如果需要安装最新版本可以 git clone https://github.com/kubernetes-incubator/metrics-server.git
cd metrics-server/deploy/1.8+/
kubectl apply -f ./
如果发现metrics-server 的pod可以正常启动,但在执行kubectl top node时提示metrics-server 不可用,在执行 kubectl log metrics-server-* -n kube-system 时有错误提示,很可能是因为:resource-reader.yaml 文件中 ClusterRole 的rules中缺少 namespaces 权限,以及 metrics-server-deployment.yaml文件中container下缺少以下语句,以忽略tls认证。
command:
- /metrics-server
- --kubelet-insecure-tls
- --kubelet-preferred-address-types=InternalIP
二、Prometheus
架构图如下:
Prometheus 通过node_exporter获取各Nodes的信息。 node_exporter它只负责节点级别的信息汇总,如果需要采集其它指标数据,就需要部署专用的exporter 。

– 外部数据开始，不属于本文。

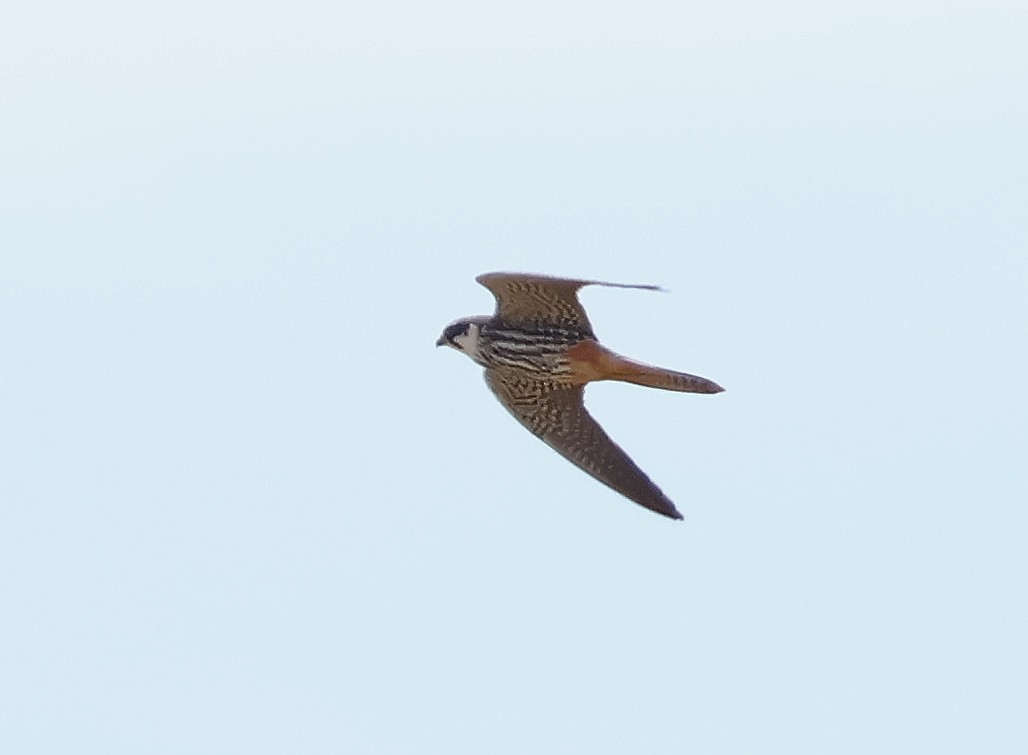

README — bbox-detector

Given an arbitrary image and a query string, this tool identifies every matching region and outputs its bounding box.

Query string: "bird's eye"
[443,322,468,344]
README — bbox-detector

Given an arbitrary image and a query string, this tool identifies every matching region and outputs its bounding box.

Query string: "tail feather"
[609,359,725,393]
[567,340,725,393]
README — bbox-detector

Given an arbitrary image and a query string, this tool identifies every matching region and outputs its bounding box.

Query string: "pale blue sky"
[0,0,1028,755]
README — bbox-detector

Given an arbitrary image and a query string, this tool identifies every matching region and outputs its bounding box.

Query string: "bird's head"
[436,317,488,359]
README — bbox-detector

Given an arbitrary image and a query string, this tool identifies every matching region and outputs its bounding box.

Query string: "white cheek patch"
[453,325,478,361]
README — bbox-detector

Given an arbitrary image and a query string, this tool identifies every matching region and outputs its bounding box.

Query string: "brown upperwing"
[485,369,682,519]
[475,273,660,337]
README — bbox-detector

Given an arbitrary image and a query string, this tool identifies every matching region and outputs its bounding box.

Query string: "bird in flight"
[436,273,725,519]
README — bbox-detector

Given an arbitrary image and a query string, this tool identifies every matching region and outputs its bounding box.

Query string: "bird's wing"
[475,273,660,337]
[485,368,682,519]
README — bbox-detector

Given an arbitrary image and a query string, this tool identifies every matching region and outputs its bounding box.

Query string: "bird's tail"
[608,357,725,393]
[568,340,725,393]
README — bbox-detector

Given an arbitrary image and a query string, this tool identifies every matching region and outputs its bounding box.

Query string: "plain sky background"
[0,0,1028,754]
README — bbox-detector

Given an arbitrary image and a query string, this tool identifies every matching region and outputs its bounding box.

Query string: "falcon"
[436,273,725,519]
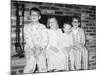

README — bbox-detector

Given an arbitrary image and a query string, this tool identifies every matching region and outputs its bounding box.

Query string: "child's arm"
[42,26,49,49]
[24,26,33,50]
[80,29,85,45]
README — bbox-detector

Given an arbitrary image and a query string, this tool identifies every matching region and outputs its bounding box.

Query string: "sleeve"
[24,26,33,49]
[80,29,85,45]
[42,26,49,48]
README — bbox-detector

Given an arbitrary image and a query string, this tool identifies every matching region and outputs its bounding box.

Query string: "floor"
[11,51,96,75]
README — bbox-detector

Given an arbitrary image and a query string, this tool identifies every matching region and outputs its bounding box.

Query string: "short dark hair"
[30,7,41,15]
[64,21,71,25]
[72,16,81,22]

Prometheus 通过 metrics-url 地址到各Pods获取数据 。
prometheus 提供了一个Restful 风格的PromQL接口,可以让用户输入查询表达式。但K8s的 API Server 无法查询其值 ,因为它们默认的数据格式不统一。数据需要kube-state-metrics组件将其处理、转换,然后由k8s-prometheus-adapter组件读取并聚合到API上,最后 kubernetes cluster 的API server 才能识别。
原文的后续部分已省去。